Those are the easy ones. There are also other situations that might be more within our control than we want to admit. Do we always find ourselves in unhealthy relationships? It’s possible that the place to look to change that is within ourselves. Are we always getting passed over for promotions at work? Maybe it’s our own attitude or work ethic. What about a difficult relationship with our spouse or child? It’s important to recognize that we can’t change other people. But we can change the way we react to and relate with them. Maybe that’s what’s necessary to turn a bad situation into a better one. We mustn’t blame ourselves for the behavior of abusive partners, but maybe we can take the difficult steps necessary to remove ourselves from the situation.

One of the things that I can always control is my attitude. My attitude might simply be limited to keeping my frustration, disappointment or fear from negatively impacting my interactions with those around me. Another thing I can always do is to remember to be grateful for the positive things in my life.
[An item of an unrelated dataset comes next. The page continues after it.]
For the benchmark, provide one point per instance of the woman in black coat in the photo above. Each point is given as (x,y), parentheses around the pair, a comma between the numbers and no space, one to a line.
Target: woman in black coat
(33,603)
Within every situation there are things I can’t control and there are things I can control. I often have to look hard for the wisdom to know the difference between two. Sometimes it’s hard work to find the the thing that I can change. Sometimes I don’t want to see it. One of the things I control is whether I do that work or not.

I often lack the courage to change the things that I can change. But I’m working on that. I try to overcome my fears and look for help where I can find it.

So while we can’t control events, we are able to control the way we react to them, control the likelihood that they will happen to us, and control the extent to which we are impacted by them. So in the end, the only thing that we can really control is our own behavior, but that’s a big thing.